Set in the early 1900s, Red Dead follows outlaw-turned-family-man John Marston, as he attemptes to hunt down his former gang for the government in exchange for his family. Despite this interesting premise that’s backed by terrific writing and voice-acting, Rockstar stumbles multiple times throughout the game’s story mode, especially during the sequences in Mexico, which lasts far longer than it should and drags the game’s pacing to a standstill. You’d think that having the safety of his family dangling over his head would give Marston a sense of urgency, but you never really get that sense from Marston, who seems contempt with hunting and killing time in bars. But still, Redemption takes Marston and the player to interesting places, and the writing and voice acting is so strong that it almost makes up for the pacing problems. There are surprising moments of emotional impact in the game as well, which isn’t something we see often enough in the game.
You control Marston through a third person perspective, with the camera trailing five or so feet behind him. As one would expect from a wild-west game, you shoot a ton of people, and as someone who has played a Rockstar game before w0uld expect, the gunplay works great. The shooting controls are responsive and intuitive, and the simple act of shooting a gun feels visceral and impactful, thanks to a terrific animation system on the enemies that makes each impact feel real. A system that allows Marston to take cover is serviceable, but doesn’t work as well as some of it’s contemporaries, but overall, the combat in Redemption is one of it’s strong points.

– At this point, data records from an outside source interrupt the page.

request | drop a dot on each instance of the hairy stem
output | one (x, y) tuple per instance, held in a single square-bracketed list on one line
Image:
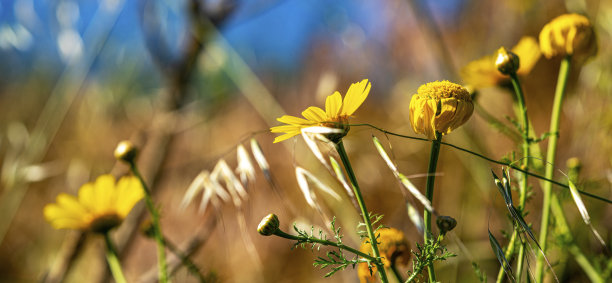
[(113, 260), (157, 234), (364, 210), (431, 177)]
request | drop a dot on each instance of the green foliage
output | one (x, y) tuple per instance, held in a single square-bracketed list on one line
[(430, 252)]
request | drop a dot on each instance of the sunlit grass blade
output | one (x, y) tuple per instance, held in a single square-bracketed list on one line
[(499, 253), (260, 159), (415, 217), (340, 176), (303, 176), (401, 177), (583, 212)]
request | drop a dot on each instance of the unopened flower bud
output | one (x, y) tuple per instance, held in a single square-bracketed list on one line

I already mentioned the voice acting and writing, but I feel like I should bring it up again. Rockstar’s writers have created some brilliant characters that represent humanity at it’s worst, best, and weirdest. From an Irish drunk to a necrophiliac to a exhausted sheriff, every character you meet on your mission is entertaining and interesting, and they are played by some of the most talented voice actors in the industry. The non-playable cinematics are great, as well, featuring some great cinematography and directing. Honestly, this game is worth buying just for the bits where you aren’t playing it.
Although I guess saying that would be a disservice to the game’s best feature, it’s open world. The wild-west world Rockstar forged here is an absolute triumpth, creating a fantastic sense of place and reality, while looking gorgeous while doing it. The world feels like a real place, with random characters interacting with each other even when Marston is out of sight. It’s massive, as well, and becomes completely open to the player which wouldn’t be that huge of a deal if not for how gorgeous the environment looks. Seriously, at some points the landscapes in this game look like a photograph, it just looks that good.

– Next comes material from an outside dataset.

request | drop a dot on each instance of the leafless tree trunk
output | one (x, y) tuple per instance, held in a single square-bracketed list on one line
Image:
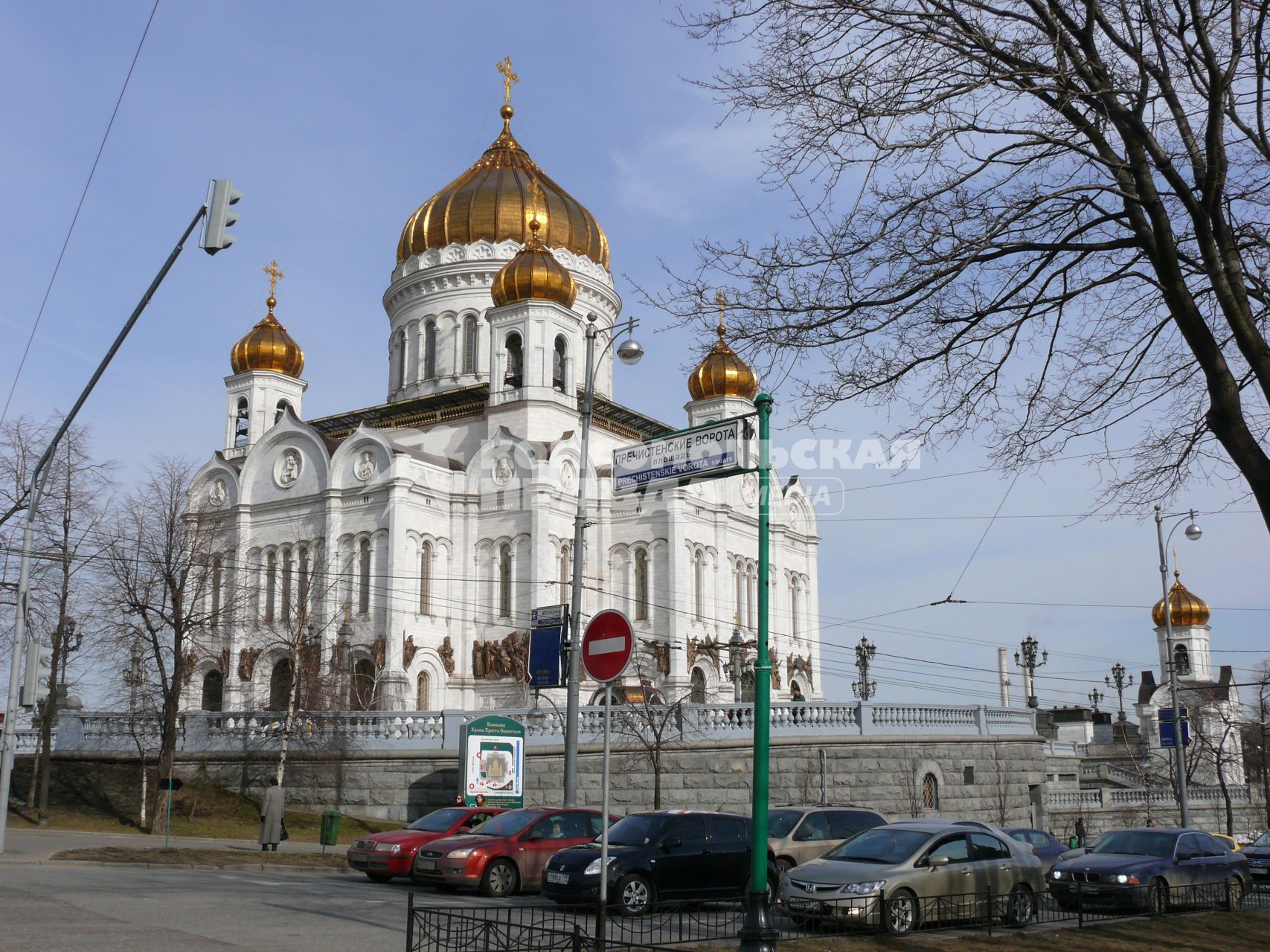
[(1059, 228)]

It’s just fun to mess around in the world, as well. The desert landscape of Redemption is just begging for you to explore it, and rewards you for doing so with interesting landmarks and side-missions. But, if you are in a hurry, you can fast travel between towns or commandeer a horse. The horse controls surprisingly well, and the rhythm based minigame to maintain it’s speed is very fun, and the fast traveling between towns works well enough. But really, I don’t think you’ll want to fast travel, because the world of Red Dead is just that fun and beckoning.
Red Dead is a perfect example of what video games can be. It has a fantastic story, with sharp writing and strong characters, but on top of that it has what feels like a living, breathing world that is an absolute joy to inhabit. Some gameplay issues prevail, which sadly take away from the experience a bit, but Redemption is still completely worth playing. Check the game out on the Xbox 360 or Playstation 3.